GE HealthCare Technologies Inc. (GEHC) reported trailing twelve months revenue of $19.95B as of March 2026, a 0.8% increase year-over-year. Quarterly revenue reached $5.13B, reflecting continued top-line momentum.
GE HealthCare Technologies Inc. generated $1.50B in TTM net income, with quarterly EBITDA of $530.00M. The operating margin contracted from 13.2% to 10.0%, suggesting rising cost pressures or pricing headwinds.
The spread between operating margin (10.0%) and net margin (7.6%) indicates tight cost control with minimal non-operating drag. Net margin has narrowed from 11.8% a year ago, reflecting increased costs or interest expense.
GEHC trades at a P/E of 20.9x (in line with broad market averages) and a P/S of 1.6x. The price-to-book ratio of 2.9x reflects a moderate premium to book value.
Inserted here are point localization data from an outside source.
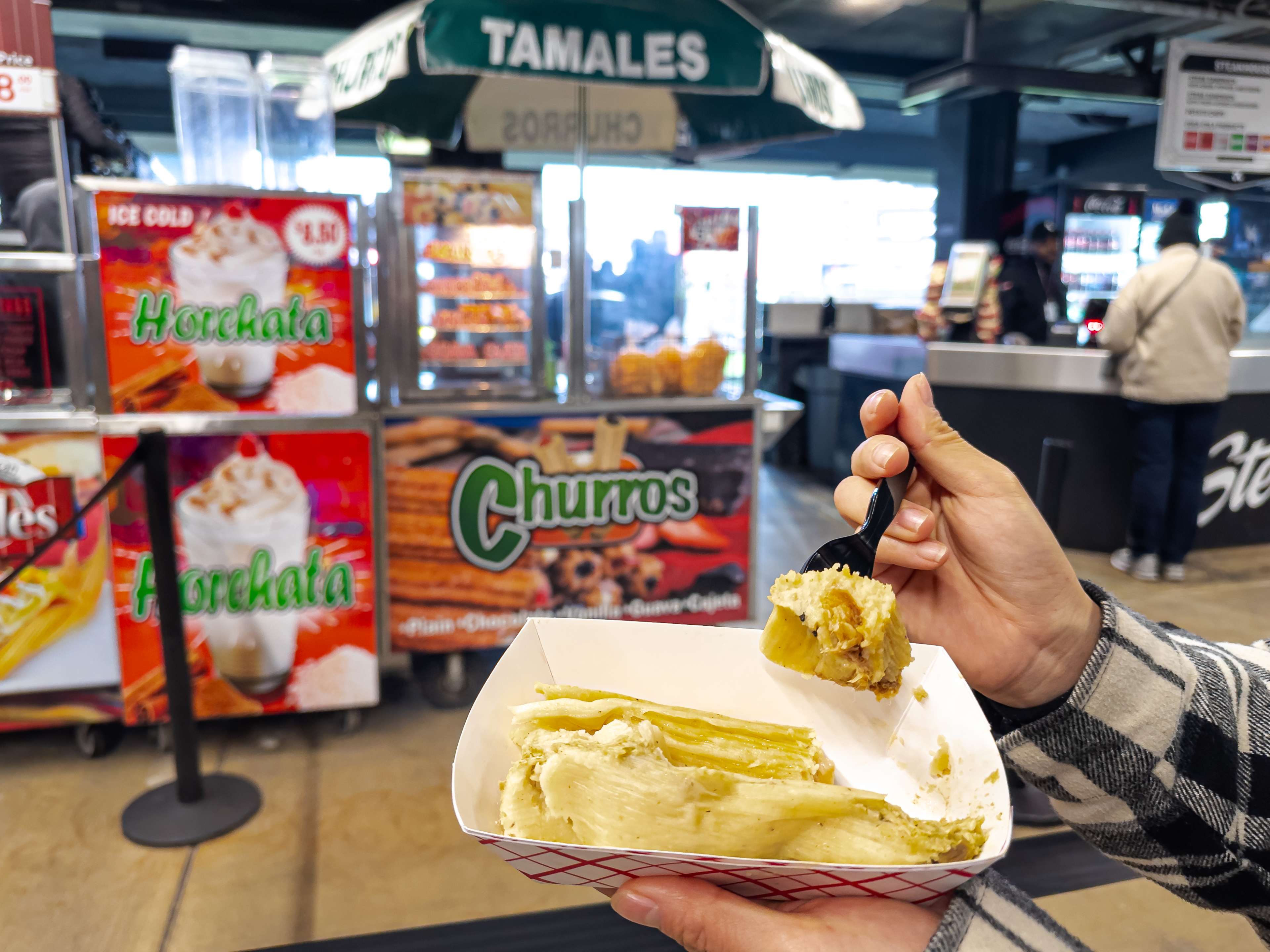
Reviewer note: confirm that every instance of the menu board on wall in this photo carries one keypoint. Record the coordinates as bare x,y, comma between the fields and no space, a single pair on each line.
277,584
1216,113
56,619
224,305
492,521
23,339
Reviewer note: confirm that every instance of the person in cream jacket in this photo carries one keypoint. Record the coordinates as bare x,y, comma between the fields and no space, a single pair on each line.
1174,324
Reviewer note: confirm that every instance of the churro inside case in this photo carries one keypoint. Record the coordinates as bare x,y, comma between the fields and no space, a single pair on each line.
892,747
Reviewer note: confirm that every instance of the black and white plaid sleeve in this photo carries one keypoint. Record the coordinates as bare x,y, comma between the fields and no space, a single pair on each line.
1161,760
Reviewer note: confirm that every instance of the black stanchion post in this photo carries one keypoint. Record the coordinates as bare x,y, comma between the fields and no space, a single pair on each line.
1055,455
172,631
193,808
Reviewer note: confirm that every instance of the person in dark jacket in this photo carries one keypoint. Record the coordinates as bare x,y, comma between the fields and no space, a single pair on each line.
1032,291
28,184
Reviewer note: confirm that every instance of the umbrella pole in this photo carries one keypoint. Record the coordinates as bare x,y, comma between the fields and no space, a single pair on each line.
579,281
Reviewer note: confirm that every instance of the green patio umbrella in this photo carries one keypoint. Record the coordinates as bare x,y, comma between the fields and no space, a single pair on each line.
661,75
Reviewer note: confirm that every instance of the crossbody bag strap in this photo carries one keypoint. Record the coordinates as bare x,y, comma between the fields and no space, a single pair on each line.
1173,294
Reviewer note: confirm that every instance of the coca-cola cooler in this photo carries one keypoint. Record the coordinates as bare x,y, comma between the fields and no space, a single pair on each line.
1102,231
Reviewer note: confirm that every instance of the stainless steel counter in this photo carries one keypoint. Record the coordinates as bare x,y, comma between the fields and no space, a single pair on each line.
1001,367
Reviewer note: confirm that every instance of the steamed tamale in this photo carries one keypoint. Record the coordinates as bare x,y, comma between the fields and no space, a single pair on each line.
839,626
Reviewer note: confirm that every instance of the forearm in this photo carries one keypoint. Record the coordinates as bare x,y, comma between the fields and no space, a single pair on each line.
989,914
1163,752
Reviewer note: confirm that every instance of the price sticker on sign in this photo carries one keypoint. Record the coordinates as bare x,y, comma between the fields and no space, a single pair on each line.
317,234
28,91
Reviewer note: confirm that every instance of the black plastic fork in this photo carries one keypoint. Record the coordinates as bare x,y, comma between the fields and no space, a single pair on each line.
859,551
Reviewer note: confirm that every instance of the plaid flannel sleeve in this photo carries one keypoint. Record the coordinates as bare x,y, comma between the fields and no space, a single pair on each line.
1161,760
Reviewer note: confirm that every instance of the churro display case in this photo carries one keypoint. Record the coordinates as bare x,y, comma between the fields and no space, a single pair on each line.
464,282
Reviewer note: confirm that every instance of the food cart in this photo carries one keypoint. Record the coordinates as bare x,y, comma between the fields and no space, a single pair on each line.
558,468
59,657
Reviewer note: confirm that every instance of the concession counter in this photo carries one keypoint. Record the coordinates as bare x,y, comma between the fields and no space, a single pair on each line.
1008,400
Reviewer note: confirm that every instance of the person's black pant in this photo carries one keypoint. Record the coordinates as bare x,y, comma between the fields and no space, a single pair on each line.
1170,449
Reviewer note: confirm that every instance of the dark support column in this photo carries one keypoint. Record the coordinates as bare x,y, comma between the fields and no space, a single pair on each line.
976,167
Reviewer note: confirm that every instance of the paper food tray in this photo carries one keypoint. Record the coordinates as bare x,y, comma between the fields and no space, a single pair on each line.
879,746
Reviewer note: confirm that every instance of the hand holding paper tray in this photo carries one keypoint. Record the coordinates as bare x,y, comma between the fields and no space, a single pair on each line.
882,747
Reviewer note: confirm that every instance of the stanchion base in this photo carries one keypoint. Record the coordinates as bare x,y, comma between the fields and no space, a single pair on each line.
158,819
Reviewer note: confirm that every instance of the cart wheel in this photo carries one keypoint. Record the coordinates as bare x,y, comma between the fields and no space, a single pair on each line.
350,720
447,681
98,739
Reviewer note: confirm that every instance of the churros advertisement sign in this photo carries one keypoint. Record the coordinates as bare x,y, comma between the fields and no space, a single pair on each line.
276,579
493,521
56,619
224,305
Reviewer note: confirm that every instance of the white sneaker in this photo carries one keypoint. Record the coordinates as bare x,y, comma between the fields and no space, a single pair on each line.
1146,569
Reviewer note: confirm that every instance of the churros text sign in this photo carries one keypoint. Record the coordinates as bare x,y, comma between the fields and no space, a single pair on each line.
277,578
492,521
222,305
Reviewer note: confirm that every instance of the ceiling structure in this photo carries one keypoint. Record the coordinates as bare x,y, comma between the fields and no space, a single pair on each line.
122,46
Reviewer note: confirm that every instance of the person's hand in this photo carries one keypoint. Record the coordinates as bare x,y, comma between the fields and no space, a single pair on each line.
704,918
975,567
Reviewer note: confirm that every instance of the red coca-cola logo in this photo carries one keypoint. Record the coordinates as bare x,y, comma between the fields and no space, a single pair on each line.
31,515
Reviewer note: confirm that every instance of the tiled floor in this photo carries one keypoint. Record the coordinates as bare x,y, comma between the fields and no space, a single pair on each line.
357,833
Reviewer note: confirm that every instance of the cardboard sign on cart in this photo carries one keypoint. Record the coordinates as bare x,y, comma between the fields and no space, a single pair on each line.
224,301
881,746
277,574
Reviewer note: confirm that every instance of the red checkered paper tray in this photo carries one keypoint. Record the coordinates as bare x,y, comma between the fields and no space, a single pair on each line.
879,746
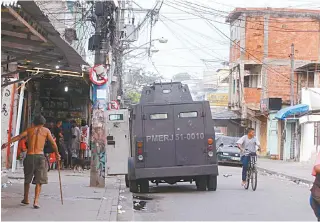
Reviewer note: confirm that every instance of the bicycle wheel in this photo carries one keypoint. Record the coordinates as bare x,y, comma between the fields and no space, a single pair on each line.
248,179
254,179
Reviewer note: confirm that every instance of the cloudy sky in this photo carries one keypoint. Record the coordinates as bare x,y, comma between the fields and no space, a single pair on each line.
193,44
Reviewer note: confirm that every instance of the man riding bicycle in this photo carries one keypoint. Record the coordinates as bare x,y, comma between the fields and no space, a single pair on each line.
247,145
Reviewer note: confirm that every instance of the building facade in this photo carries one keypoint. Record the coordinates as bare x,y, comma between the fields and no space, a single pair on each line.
260,63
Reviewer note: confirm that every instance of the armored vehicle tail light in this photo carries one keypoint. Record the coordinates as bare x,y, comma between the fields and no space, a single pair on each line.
139,144
140,150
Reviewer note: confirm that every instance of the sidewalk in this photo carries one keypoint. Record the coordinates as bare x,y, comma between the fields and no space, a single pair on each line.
297,171
81,202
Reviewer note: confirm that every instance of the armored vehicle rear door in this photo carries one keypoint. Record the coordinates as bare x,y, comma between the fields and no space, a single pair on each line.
159,135
189,134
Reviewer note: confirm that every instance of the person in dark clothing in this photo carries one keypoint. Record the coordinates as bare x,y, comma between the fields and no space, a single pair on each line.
67,137
57,132
315,190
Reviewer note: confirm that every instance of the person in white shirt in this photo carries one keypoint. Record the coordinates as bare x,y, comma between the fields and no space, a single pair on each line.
247,145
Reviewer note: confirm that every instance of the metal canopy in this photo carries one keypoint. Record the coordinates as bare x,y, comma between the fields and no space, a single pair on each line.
310,67
29,38
296,110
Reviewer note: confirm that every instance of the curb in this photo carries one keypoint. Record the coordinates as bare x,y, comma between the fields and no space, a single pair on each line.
288,177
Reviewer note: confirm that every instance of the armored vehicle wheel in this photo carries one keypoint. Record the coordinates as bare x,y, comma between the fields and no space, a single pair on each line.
133,186
144,186
202,183
212,183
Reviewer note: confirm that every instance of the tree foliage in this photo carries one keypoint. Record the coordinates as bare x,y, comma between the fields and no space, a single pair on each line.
135,81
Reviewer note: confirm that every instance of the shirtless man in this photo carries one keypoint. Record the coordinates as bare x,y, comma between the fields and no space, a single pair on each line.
35,169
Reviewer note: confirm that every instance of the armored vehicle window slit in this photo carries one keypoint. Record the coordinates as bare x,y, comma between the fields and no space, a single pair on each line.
158,116
115,117
188,115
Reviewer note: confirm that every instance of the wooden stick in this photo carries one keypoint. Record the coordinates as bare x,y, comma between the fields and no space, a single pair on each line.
60,182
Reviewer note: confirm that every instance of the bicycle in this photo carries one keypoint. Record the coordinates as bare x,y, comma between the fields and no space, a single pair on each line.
252,173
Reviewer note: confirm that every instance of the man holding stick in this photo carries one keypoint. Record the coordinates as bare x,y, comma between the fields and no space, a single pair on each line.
35,169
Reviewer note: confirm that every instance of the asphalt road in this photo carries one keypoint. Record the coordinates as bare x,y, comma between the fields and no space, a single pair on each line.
274,199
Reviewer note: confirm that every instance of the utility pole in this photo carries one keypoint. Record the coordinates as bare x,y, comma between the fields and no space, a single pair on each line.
292,76
100,100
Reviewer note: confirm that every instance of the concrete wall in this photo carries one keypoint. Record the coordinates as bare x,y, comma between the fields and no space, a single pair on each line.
307,147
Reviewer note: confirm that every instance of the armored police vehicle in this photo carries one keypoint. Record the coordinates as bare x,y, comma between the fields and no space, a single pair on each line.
172,139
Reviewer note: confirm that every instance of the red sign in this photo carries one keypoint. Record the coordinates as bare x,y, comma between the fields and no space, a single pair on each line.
98,75
114,105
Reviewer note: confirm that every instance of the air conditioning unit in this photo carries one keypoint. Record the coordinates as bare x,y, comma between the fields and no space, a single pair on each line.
129,33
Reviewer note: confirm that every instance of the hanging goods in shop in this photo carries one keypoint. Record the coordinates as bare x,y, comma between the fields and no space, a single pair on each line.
98,75
113,105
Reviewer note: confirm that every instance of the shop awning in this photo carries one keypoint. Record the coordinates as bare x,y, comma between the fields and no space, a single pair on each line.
292,111
29,38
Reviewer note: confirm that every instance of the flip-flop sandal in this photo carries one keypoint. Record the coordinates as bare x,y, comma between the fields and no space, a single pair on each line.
24,203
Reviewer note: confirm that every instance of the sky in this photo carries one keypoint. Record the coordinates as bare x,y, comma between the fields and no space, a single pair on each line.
193,45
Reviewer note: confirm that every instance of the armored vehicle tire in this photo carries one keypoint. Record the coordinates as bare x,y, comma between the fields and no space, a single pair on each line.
212,183
202,183
144,186
127,180
133,186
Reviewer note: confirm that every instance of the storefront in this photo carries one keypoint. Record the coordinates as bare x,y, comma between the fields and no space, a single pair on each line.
59,97
289,135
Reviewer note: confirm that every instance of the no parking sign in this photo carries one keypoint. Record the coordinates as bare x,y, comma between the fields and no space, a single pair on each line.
114,105
98,75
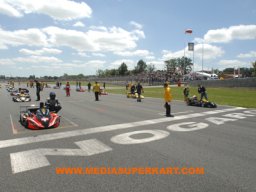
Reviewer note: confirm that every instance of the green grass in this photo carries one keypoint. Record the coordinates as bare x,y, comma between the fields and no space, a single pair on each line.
242,97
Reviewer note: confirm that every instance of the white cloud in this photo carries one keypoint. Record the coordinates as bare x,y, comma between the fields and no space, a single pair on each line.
29,37
109,39
70,38
98,55
251,54
97,64
232,64
6,62
209,51
136,25
83,54
37,59
130,64
225,35
159,65
57,9
43,51
7,9
114,39
79,24
138,53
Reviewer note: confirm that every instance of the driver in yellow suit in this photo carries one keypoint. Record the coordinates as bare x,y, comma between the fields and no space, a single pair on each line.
167,99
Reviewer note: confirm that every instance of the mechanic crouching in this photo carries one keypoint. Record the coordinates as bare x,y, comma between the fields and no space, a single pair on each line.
52,103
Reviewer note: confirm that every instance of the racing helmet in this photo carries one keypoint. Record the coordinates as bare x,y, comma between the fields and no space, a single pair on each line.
52,95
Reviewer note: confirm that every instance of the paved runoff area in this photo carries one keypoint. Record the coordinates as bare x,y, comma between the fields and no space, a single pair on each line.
117,144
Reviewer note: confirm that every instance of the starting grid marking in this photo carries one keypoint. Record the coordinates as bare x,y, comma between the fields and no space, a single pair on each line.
68,134
20,129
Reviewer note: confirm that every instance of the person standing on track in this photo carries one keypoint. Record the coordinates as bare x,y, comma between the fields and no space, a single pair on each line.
96,90
38,89
139,91
68,89
89,86
202,92
167,99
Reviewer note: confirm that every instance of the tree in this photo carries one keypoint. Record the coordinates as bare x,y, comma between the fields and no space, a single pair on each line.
185,65
141,67
171,67
254,67
100,73
123,69
151,68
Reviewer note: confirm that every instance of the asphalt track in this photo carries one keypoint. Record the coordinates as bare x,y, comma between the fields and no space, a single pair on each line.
119,132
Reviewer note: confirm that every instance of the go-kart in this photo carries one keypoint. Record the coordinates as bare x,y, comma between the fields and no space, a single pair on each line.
12,89
193,101
22,98
32,118
103,92
17,92
134,95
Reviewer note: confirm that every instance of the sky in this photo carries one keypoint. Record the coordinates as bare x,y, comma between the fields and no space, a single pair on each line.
53,37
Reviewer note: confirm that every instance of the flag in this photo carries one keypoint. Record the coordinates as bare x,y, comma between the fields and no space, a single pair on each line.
188,31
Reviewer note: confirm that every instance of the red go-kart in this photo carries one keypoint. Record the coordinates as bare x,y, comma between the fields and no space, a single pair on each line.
32,117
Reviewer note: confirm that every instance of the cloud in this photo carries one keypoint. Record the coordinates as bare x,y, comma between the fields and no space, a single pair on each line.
37,59
136,25
43,51
251,54
232,64
209,52
79,24
159,64
116,64
138,53
103,40
29,37
7,9
225,35
57,9
98,55
114,39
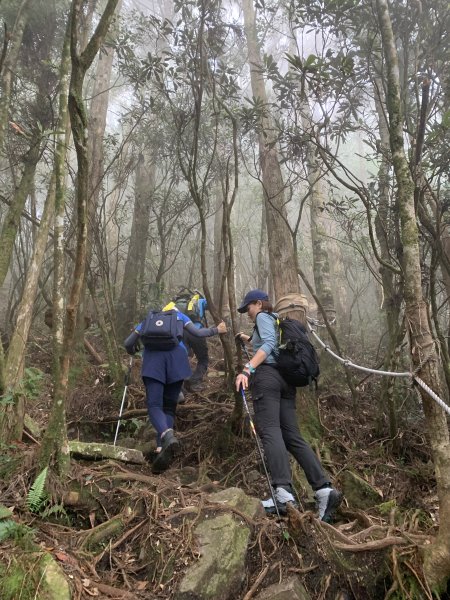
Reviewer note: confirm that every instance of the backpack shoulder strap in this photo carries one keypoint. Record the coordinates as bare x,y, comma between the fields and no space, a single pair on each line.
255,326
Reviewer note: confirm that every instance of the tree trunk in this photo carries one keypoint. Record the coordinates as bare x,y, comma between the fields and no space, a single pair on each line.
283,264
128,310
321,261
218,247
96,131
423,351
263,266
9,67
54,447
386,231
12,218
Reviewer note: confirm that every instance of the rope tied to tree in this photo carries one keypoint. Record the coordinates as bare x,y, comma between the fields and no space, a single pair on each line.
411,374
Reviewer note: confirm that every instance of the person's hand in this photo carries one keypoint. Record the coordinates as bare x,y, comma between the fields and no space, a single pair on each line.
241,381
221,327
241,337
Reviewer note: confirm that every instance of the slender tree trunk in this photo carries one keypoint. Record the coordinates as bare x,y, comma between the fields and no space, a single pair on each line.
128,310
386,232
9,67
283,264
321,261
54,448
11,222
218,247
263,265
96,132
423,351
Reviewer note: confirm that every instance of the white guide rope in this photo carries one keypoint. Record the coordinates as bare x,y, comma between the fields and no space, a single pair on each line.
348,363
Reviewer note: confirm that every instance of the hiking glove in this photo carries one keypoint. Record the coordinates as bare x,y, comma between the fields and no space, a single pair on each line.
132,343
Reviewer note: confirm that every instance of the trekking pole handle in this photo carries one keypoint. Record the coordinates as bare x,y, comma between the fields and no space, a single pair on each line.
238,338
128,373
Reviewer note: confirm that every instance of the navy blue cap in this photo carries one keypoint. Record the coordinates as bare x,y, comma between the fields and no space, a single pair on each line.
252,296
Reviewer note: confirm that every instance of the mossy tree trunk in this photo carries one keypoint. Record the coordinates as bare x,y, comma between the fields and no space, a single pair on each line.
283,264
423,350
9,66
96,131
11,221
144,187
386,230
321,261
54,449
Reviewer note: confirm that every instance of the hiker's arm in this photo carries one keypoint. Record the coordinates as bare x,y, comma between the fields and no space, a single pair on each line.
205,331
267,333
243,337
132,342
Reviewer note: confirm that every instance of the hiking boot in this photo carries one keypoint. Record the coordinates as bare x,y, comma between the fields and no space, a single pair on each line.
328,500
169,450
282,497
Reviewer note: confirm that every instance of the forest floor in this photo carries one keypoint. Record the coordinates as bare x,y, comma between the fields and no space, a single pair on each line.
147,552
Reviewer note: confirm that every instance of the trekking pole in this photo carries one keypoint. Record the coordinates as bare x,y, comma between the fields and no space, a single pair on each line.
258,444
127,383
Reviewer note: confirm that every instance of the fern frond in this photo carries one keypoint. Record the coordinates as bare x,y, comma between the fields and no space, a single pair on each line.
37,495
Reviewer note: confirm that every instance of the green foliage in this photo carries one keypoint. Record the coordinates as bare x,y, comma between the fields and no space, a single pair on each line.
15,582
32,382
7,529
9,461
37,496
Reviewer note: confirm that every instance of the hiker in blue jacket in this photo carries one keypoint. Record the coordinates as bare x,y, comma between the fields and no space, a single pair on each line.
194,305
274,403
163,372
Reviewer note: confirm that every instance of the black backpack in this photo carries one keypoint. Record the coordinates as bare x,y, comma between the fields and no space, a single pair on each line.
161,330
297,358
187,303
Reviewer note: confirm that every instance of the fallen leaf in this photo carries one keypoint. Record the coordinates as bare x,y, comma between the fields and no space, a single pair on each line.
141,585
62,557
92,518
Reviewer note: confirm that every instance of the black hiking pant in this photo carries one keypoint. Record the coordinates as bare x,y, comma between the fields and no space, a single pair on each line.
200,349
276,424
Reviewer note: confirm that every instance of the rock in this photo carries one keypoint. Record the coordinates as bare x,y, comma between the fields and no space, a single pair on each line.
358,492
220,571
127,442
290,589
93,450
253,476
33,573
188,475
223,543
31,426
236,498
54,582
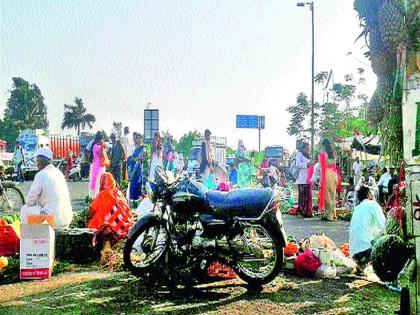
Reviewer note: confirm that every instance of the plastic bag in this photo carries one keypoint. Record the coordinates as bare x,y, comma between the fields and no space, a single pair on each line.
145,207
307,263
321,241
326,271
342,261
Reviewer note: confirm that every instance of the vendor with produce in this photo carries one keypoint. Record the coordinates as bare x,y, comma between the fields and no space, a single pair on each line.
367,223
49,194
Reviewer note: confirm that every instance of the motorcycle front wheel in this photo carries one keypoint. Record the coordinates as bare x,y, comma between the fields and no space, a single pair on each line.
146,248
259,256
12,199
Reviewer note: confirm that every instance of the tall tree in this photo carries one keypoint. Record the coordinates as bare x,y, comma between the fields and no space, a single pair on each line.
25,109
300,111
117,129
26,105
75,116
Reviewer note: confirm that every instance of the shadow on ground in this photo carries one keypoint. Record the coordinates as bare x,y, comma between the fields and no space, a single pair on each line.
122,293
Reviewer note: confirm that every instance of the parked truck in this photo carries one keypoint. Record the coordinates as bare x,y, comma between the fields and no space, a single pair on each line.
32,140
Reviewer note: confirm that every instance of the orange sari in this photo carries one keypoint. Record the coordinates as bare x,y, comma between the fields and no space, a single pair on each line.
327,192
110,207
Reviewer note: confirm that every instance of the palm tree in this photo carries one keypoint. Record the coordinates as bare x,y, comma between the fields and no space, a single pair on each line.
75,116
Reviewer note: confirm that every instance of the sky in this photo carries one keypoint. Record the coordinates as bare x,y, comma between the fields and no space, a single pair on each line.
199,62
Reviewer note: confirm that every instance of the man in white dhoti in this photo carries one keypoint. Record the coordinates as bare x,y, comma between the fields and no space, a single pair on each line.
49,193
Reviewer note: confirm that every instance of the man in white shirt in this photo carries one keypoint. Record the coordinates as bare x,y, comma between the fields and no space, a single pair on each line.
49,193
357,170
367,223
367,180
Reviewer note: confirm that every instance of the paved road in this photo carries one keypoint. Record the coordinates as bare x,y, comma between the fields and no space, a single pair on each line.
297,226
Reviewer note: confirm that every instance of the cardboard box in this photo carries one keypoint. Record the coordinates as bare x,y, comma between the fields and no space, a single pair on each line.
36,251
40,218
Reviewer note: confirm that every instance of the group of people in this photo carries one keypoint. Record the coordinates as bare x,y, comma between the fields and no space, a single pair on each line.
49,195
381,189
324,170
242,172
127,159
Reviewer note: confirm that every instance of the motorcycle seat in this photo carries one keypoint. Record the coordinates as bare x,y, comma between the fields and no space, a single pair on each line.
245,202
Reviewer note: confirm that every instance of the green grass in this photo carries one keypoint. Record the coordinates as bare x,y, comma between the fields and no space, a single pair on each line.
123,293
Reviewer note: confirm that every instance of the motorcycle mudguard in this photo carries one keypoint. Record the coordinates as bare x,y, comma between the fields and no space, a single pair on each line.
149,217
274,222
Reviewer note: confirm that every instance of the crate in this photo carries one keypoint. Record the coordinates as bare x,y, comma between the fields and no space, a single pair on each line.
9,241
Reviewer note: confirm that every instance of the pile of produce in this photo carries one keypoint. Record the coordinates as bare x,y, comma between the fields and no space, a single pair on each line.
10,219
386,30
389,255
393,224
75,245
345,249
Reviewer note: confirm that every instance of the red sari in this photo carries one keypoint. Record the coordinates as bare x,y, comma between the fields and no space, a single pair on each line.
111,208
329,182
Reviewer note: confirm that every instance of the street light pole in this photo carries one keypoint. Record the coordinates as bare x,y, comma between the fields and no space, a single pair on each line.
311,6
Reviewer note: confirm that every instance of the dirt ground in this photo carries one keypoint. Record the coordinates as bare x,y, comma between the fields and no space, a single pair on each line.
121,293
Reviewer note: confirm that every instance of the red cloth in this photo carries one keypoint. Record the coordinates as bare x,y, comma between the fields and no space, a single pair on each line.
311,171
69,166
339,186
111,208
306,263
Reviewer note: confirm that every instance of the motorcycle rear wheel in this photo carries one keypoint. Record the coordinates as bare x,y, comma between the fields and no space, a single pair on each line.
259,239
143,251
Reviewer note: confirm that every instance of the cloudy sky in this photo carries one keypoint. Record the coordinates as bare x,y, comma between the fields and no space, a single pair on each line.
199,62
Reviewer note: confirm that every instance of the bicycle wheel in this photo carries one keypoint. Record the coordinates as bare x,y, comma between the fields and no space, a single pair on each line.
12,199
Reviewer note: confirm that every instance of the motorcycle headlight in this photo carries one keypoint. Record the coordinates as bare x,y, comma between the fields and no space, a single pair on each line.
150,192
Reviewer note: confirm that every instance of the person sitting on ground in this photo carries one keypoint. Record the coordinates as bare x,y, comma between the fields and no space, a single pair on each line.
367,223
110,208
367,180
49,194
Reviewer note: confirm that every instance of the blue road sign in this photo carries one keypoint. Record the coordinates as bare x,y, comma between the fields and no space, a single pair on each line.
250,121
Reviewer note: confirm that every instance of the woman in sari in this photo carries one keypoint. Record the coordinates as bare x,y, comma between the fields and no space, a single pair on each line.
329,182
136,168
98,166
69,164
110,208
244,171
303,163
156,158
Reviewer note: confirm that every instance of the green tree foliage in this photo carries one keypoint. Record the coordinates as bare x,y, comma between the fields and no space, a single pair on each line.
117,129
343,109
299,116
185,142
25,109
76,116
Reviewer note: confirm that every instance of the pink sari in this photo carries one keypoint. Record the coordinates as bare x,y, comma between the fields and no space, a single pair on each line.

The company generated $112.00M in free cash flow over the trailing twelve months, a 14.3% increase year-over-year, indicating cash generation ability. The balance sheet shows $37.13B in total assets with $10.13B in long-term debt against $10.67B in stockholders equity for a debt-to-equity ratio of 0.9. Data based on the most recent quarterly reports.
Competitive analysis based on 21 quarters of fundamental data
Operating margins are positive at ~13.1% on average, but show some variability — pricing power may be sensitive to market conditions.
ROE averages 20.4% but has fluctuated — the competitive advantage may be cyclical or emerging.
Free cash flow is consistently positive and growing — a hallmark of a capital-light business that can self-fund growth.
Revenue shows resilience with 6 of 7 quarters posting growth — demand is generally stable but has seen some soft patches.
Data-driven red flags and warnings across 21 quarters
Operating margins declined 8.6% — watch for continued compression, which may signal competitive or cost pressure.
FCF/Net Income has dropped below 0.7x in 4 quarters — monitor for earnings quality deterioration.
Debt-to-equity has risen 29.1% recently — increasing financial risk even if the current ratio is manageable.
Revenue is stable or growing over recent quarters — demand appears durable.
Free cash flow is consistently positive — the business self-funds without external capital reliance.
Share count is stable — no significant dilution or buyback activity.